When you want a dessert for a special occasion, try this one. Serving two, it's perfect for Valentine's Day or an anniversary dinner. But if need be, you can double the recipe, as I often do for my family. —Carole Resnick, Cleveland, Ohio
- 3 egg yolks
- 6 tablespoons sugar, divided
- 1 cup heavy whipping cream
- 2 ounces white baking chocolate, finely chopped
- 1/4 teaspoon vanilla extract
- In a small bowl, whisk egg yolks and 2 tablespoons sugar; set aside. In a small saucepan, combine the cream, chocolate and 2 tablespoons sugar. Heat over medium-low heat until chocolate is melted and mixture is smooth, stirring constantly.
- Remove from the heat. Stir in vanilla.
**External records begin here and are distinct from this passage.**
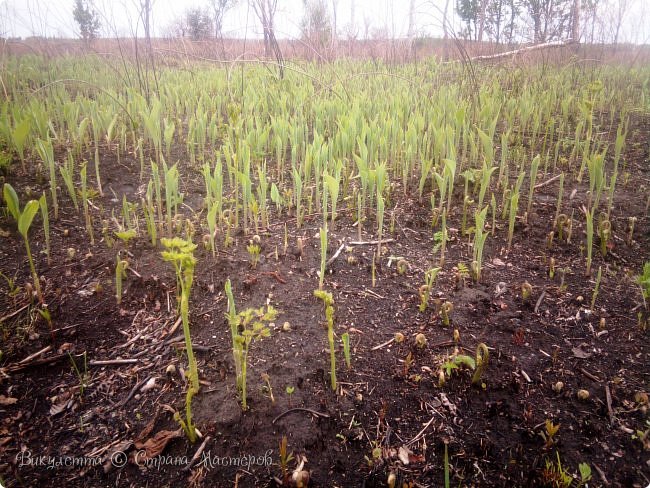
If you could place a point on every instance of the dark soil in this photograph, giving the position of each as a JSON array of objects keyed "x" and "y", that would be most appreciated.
[{"x": 387, "y": 400}]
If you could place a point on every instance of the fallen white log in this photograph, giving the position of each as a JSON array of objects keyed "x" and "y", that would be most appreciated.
[{"x": 525, "y": 49}]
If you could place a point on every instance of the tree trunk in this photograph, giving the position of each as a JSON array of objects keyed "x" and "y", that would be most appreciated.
[{"x": 575, "y": 26}]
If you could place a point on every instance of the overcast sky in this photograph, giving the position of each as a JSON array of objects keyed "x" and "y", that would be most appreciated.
[{"x": 22, "y": 18}]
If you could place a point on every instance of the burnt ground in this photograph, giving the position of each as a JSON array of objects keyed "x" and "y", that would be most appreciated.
[{"x": 387, "y": 400}]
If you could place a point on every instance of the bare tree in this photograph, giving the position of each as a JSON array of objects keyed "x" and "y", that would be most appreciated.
[
  {"x": 411, "y": 29},
  {"x": 265, "y": 12},
  {"x": 620, "y": 11},
  {"x": 219, "y": 9},
  {"x": 335, "y": 4},
  {"x": 551, "y": 19},
  {"x": 575, "y": 21},
  {"x": 481, "y": 19}
]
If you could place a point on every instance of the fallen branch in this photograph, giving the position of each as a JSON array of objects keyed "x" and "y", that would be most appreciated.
[
  {"x": 112, "y": 362},
  {"x": 370, "y": 243},
  {"x": 197, "y": 454},
  {"x": 300, "y": 409},
  {"x": 135, "y": 389},
  {"x": 540, "y": 300},
  {"x": 589, "y": 375},
  {"x": 384, "y": 344},
  {"x": 35, "y": 355},
  {"x": 13, "y": 314},
  {"x": 535, "y": 47},
  {"x": 548, "y": 182},
  {"x": 335, "y": 255},
  {"x": 38, "y": 362},
  {"x": 421, "y": 433},
  {"x": 608, "y": 397}
]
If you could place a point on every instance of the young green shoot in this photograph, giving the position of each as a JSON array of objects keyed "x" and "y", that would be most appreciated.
[
  {"x": 24, "y": 219},
  {"x": 328, "y": 301},
  {"x": 180, "y": 253}
]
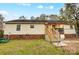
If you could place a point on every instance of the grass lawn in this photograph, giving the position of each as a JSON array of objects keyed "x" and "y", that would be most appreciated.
[{"x": 29, "y": 47}]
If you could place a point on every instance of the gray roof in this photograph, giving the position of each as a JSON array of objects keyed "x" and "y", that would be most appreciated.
[{"x": 33, "y": 21}]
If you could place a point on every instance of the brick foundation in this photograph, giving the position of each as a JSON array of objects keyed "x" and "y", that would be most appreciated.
[{"x": 24, "y": 36}]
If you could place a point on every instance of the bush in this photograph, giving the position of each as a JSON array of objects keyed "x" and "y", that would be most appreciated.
[{"x": 1, "y": 34}]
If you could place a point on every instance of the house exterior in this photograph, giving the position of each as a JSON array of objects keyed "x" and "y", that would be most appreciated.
[{"x": 32, "y": 29}]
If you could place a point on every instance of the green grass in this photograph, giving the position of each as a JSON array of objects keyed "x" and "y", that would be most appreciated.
[{"x": 29, "y": 47}]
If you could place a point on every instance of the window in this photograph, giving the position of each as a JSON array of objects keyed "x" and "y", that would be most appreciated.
[
  {"x": 18, "y": 27},
  {"x": 31, "y": 25},
  {"x": 61, "y": 30}
]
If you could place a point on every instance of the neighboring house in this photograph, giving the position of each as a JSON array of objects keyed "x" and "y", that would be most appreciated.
[{"x": 32, "y": 29}]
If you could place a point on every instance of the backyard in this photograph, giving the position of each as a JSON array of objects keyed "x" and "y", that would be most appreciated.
[{"x": 30, "y": 47}]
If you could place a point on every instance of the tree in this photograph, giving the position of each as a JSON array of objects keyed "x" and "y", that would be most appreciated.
[
  {"x": 1, "y": 26},
  {"x": 68, "y": 13},
  {"x": 32, "y": 18},
  {"x": 42, "y": 17}
]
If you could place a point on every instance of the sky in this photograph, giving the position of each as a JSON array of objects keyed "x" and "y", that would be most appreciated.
[{"x": 12, "y": 11}]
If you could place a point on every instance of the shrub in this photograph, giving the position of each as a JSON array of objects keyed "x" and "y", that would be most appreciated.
[{"x": 1, "y": 34}]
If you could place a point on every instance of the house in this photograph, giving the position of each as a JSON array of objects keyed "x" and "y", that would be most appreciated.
[{"x": 32, "y": 29}]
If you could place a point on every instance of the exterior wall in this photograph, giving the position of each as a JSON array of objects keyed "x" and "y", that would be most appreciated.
[
  {"x": 68, "y": 32},
  {"x": 10, "y": 29},
  {"x": 26, "y": 37}
]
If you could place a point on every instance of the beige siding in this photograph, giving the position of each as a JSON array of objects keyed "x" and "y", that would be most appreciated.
[
  {"x": 25, "y": 29},
  {"x": 68, "y": 30}
]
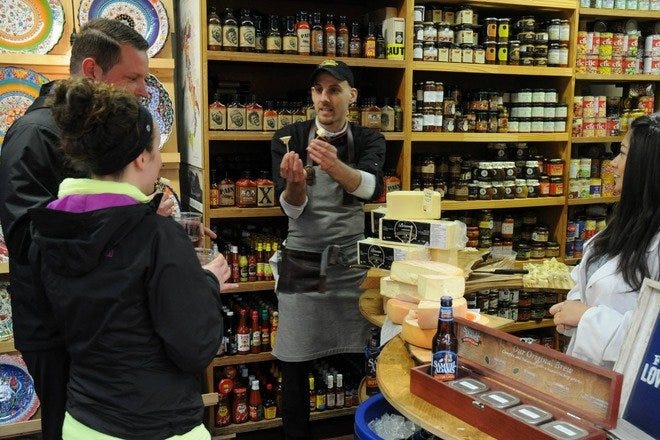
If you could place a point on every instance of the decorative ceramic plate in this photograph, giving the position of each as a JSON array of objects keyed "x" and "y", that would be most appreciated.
[
  {"x": 18, "y": 400},
  {"x": 148, "y": 17},
  {"x": 30, "y": 26},
  {"x": 160, "y": 106},
  {"x": 18, "y": 88}
]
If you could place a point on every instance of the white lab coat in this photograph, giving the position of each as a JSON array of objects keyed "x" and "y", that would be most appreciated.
[{"x": 602, "y": 329}]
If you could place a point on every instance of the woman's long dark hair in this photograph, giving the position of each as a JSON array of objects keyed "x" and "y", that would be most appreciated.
[{"x": 636, "y": 218}]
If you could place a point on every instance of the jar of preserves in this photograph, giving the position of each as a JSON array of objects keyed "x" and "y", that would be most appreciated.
[{"x": 532, "y": 188}]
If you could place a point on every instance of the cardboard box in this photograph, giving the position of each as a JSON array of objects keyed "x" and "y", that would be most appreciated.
[
  {"x": 394, "y": 31},
  {"x": 580, "y": 393}
]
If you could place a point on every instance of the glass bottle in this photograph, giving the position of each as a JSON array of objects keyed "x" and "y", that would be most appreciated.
[
  {"x": 342, "y": 37},
  {"x": 316, "y": 35},
  {"x": 236, "y": 114},
  {"x": 330, "y": 36},
  {"x": 270, "y": 116},
  {"x": 265, "y": 190},
  {"x": 246, "y": 191},
  {"x": 217, "y": 114},
  {"x": 381, "y": 48},
  {"x": 355, "y": 42},
  {"x": 259, "y": 37},
  {"x": 370, "y": 42},
  {"x": 290, "y": 38},
  {"x": 444, "y": 364},
  {"x": 214, "y": 193},
  {"x": 255, "y": 330},
  {"x": 246, "y": 32},
  {"x": 243, "y": 333},
  {"x": 227, "y": 191},
  {"x": 254, "y": 115},
  {"x": 273, "y": 37},
  {"x": 229, "y": 31},
  {"x": 214, "y": 30},
  {"x": 303, "y": 33},
  {"x": 371, "y": 354}
]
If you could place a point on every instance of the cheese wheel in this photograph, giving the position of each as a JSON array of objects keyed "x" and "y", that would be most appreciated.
[
  {"x": 411, "y": 333},
  {"x": 427, "y": 312},
  {"x": 397, "y": 310}
]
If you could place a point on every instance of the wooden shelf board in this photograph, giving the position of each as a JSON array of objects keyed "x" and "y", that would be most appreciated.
[
  {"x": 236, "y": 212},
  {"x": 241, "y": 359},
  {"x": 253, "y": 286},
  {"x": 7, "y": 346},
  {"x": 593, "y": 201},
  {"x": 220, "y": 135},
  {"x": 593, "y": 140},
  {"x": 619, "y": 13},
  {"x": 274, "y": 58},
  {"x": 615, "y": 78},
  {"x": 489, "y": 137},
  {"x": 527, "y": 325},
  {"x": 492, "y": 69},
  {"x": 274, "y": 423},
  {"x": 453, "y": 205}
]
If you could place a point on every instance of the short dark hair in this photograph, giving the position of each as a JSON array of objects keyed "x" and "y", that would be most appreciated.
[
  {"x": 102, "y": 39},
  {"x": 636, "y": 219}
]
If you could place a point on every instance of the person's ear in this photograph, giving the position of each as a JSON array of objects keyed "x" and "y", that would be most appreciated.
[{"x": 90, "y": 69}]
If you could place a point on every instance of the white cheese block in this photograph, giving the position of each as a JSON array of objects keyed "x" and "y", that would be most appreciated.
[
  {"x": 378, "y": 253},
  {"x": 413, "y": 204},
  {"x": 397, "y": 310},
  {"x": 409, "y": 271},
  {"x": 436, "y": 234},
  {"x": 433, "y": 287},
  {"x": 427, "y": 312}
]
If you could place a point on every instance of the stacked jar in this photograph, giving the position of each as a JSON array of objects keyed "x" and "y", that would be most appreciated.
[{"x": 537, "y": 111}]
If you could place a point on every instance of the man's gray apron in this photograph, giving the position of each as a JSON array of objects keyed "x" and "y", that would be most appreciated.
[{"x": 313, "y": 324}]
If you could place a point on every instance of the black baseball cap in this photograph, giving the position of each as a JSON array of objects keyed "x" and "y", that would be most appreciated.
[{"x": 336, "y": 68}]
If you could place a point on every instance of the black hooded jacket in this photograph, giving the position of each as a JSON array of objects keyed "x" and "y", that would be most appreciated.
[{"x": 141, "y": 319}]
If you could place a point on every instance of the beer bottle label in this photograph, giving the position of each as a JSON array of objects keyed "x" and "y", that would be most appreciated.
[{"x": 444, "y": 365}]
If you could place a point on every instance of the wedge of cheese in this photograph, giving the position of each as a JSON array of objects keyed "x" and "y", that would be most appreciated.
[
  {"x": 409, "y": 271},
  {"x": 427, "y": 312},
  {"x": 413, "y": 334},
  {"x": 413, "y": 204},
  {"x": 436, "y": 234},
  {"x": 397, "y": 310},
  {"x": 379, "y": 253},
  {"x": 434, "y": 287}
]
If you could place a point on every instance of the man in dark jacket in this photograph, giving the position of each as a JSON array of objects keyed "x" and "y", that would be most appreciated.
[{"x": 31, "y": 169}]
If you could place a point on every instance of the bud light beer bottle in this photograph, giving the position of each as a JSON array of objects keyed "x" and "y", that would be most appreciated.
[{"x": 444, "y": 365}]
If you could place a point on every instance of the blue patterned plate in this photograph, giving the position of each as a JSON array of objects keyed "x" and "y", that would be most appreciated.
[
  {"x": 18, "y": 88},
  {"x": 30, "y": 26},
  {"x": 148, "y": 17},
  {"x": 160, "y": 106},
  {"x": 18, "y": 400}
]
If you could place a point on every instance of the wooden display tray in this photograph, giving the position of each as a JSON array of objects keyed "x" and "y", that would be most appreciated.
[{"x": 572, "y": 390}]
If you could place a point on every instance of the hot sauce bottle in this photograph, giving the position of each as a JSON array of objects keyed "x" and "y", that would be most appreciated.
[
  {"x": 330, "y": 36},
  {"x": 303, "y": 32},
  {"x": 246, "y": 191},
  {"x": 342, "y": 37}
]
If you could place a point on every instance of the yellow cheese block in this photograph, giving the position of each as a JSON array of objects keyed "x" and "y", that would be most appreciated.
[
  {"x": 434, "y": 287},
  {"x": 397, "y": 309},
  {"x": 413, "y": 334},
  {"x": 409, "y": 271},
  {"x": 413, "y": 204},
  {"x": 427, "y": 312}
]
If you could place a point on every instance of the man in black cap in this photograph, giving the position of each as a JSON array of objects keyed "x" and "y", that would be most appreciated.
[{"x": 324, "y": 170}]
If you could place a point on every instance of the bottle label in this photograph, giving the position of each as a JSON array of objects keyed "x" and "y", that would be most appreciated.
[
  {"x": 243, "y": 342},
  {"x": 230, "y": 36},
  {"x": 444, "y": 365}
]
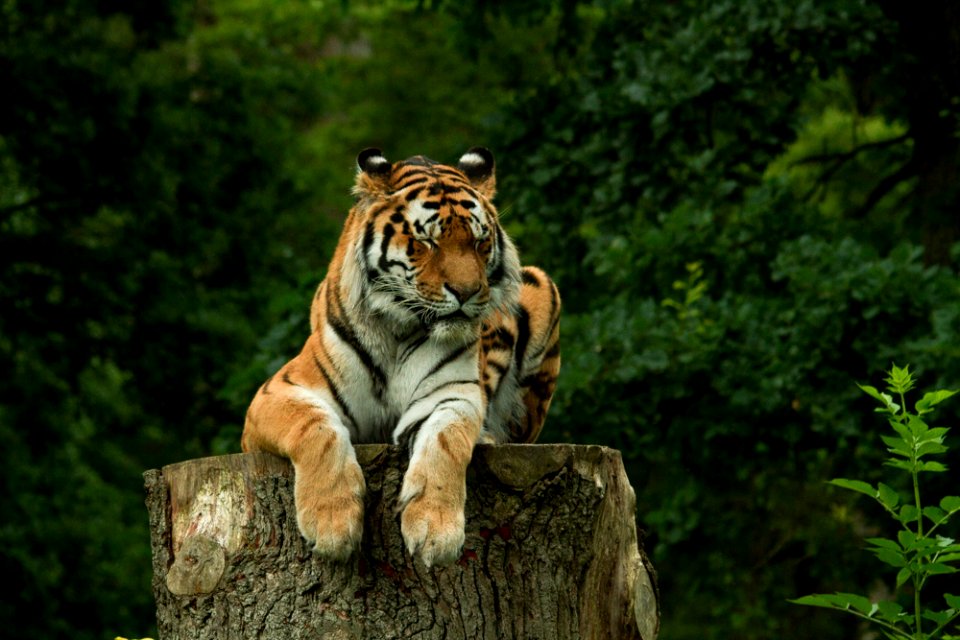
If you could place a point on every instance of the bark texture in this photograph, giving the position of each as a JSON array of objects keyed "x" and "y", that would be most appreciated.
[{"x": 551, "y": 552}]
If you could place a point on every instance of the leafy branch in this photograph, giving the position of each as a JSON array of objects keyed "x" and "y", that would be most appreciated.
[{"x": 916, "y": 553}]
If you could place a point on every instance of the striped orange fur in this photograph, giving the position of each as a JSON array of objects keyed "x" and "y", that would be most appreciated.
[{"x": 426, "y": 332}]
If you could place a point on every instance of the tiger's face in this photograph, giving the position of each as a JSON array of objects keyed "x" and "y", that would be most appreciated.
[{"x": 430, "y": 249}]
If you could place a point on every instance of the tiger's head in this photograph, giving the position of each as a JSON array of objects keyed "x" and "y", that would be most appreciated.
[{"x": 428, "y": 246}]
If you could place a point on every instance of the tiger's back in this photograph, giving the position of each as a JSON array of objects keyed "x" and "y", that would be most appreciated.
[{"x": 426, "y": 332}]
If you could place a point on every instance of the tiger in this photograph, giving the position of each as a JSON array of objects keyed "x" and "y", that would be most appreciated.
[{"x": 426, "y": 333}]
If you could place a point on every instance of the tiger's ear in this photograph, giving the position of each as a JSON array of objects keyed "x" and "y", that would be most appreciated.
[
  {"x": 477, "y": 164},
  {"x": 373, "y": 175}
]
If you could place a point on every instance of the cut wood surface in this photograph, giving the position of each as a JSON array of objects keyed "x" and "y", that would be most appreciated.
[{"x": 551, "y": 552}]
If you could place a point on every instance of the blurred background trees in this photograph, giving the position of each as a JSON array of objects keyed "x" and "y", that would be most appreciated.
[{"x": 748, "y": 206}]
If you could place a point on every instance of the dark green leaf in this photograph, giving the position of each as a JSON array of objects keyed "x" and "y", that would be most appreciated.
[
  {"x": 887, "y": 496},
  {"x": 903, "y": 576},
  {"x": 934, "y": 514},
  {"x": 855, "y": 485},
  {"x": 931, "y": 399}
]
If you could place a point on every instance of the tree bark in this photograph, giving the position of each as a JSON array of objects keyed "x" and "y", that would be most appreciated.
[{"x": 551, "y": 552}]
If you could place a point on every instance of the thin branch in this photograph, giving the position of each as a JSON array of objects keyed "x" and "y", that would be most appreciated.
[
  {"x": 885, "y": 186},
  {"x": 838, "y": 160},
  {"x": 845, "y": 156}
]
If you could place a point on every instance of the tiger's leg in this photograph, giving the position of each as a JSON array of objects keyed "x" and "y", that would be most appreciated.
[
  {"x": 537, "y": 352},
  {"x": 294, "y": 421},
  {"x": 440, "y": 438}
]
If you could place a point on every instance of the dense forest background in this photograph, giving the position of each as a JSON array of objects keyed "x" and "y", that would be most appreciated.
[{"x": 748, "y": 206}]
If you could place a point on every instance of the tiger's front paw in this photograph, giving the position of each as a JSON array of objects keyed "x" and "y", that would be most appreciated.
[
  {"x": 432, "y": 521},
  {"x": 330, "y": 515}
]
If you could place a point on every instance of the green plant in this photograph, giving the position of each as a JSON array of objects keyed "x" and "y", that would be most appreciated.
[{"x": 918, "y": 552}]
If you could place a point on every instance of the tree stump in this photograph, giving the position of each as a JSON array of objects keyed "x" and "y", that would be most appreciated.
[{"x": 551, "y": 552}]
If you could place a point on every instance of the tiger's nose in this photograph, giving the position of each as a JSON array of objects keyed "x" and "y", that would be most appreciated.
[{"x": 462, "y": 292}]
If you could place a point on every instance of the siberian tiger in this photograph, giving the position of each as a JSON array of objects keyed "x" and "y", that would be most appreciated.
[{"x": 425, "y": 332}]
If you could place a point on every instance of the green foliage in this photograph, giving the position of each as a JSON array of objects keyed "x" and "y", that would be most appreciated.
[{"x": 916, "y": 553}]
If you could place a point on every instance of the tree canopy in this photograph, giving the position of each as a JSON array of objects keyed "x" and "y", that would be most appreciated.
[{"x": 748, "y": 207}]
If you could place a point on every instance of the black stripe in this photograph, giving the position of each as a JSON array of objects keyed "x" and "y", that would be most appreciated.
[
  {"x": 451, "y": 383},
  {"x": 368, "y": 234},
  {"x": 450, "y": 357},
  {"x": 346, "y": 334},
  {"x": 410, "y": 197},
  {"x": 384, "y": 264},
  {"x": 553, "y": 351},
  {"x": 529, "y": 278},
  {"x": 335, "y": 392},
  {"x": 523, "y": 337},
  {"x": 496, "y": 366},
  {"x": 409, "y": 181}
]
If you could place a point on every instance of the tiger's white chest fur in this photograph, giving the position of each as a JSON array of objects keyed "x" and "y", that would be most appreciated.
[{"x": 403, "y": 380}]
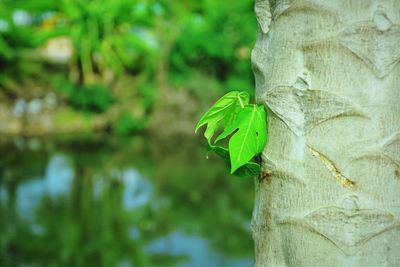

Stir a small amount of hot filling into egg yolk mixture; return all to the pan, stirring constantly.
- Pour into two 10-oz. ramekins. Place in a baking pan. Add 1 in. of boiling water to pan. Bake, uncovered, at 325° for 50-55 minutes or until center is set. Remove from water bath. Cool for 10 minutes. Refrigerate for at least 4 hours.
- If using a creme brulee torch, sprinkle with remaining sugar. Heat sugar with the torch until caramelized. Serve immediately.
- If broiling the custards, place ramekins on a baking sheet; let stand at room temperature for 15 minutes. Sprinkle with remaining sugar. Broil 8 in. from the heat for 4-7 minutes or until sugar is caramelized. Refrigerate for 1-2 hours or until firm. Yield: 2 servings.